Ich bin oft eher ein Kritiker von Versuchungen und Ihren Angeboten, aber die Betriebshaftpflicht und ganz oft auch die Vermögensschaden-Haftpflicht sind zwei ganz klassische No-Brainer. Nimmt man mögliche Konsequenzen (Haftung für Hunderttausende von Euro und mehr), Kosten (oft nur dreistellig im Jahr) und Ausmaß der Gefahr (siehe oben, Haftung auch ohne Rechtskenntnisse), ist jeder Gewerbetreibende selbst schuld, der sie nicht hat. Zudem solltest Du Sie als Dienstleister sogar in Deinem Impressum erwähnen, das findest Du näher im Generator von www.easyRechtssicher.de.

Fazit

Ein Haftungsausschluss ist gar nicht möglich.
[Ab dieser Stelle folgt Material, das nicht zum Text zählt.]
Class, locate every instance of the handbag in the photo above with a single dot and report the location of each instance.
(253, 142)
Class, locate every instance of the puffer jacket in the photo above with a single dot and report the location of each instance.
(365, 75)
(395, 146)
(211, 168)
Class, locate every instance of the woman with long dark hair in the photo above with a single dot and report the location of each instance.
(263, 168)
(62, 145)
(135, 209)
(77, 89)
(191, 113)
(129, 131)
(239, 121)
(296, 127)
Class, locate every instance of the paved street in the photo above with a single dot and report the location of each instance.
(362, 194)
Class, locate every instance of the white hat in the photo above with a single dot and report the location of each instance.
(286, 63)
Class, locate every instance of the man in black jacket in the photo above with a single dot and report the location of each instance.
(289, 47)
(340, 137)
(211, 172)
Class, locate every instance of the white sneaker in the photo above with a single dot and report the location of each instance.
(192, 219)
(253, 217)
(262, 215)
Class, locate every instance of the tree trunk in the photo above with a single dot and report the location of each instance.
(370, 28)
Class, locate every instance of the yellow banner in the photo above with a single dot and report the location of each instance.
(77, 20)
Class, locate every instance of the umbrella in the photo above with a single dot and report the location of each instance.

Eine Haftungsbeschränkung kannst Du zwar in der Theorie noch formulieren, aber es ist unklar, wann er überhaupt tatsächlich mal anwendbar sein kann.

Gleichzeitig sind Haftungsbeschränkungen aber auch gefährlich. Kleine Fehler führen zur Unwirksamkeit, die dann sogar auch von Dritten abgemahnt werden kann. Der richtige Weg – aber auch der schwierigere – ist immer die richtige Definition des Vertragsinhaltes. Ein weiterer Weg ist auslagern. Es gibt immer mehr technische juristische Lösungen wie www.easyRechtssicher.de und www.easyContracts.de, mit denen Du zusammenarbeiten kannst. Fachausgaben auszulagern, ist ohnehin meist sehr effektiv.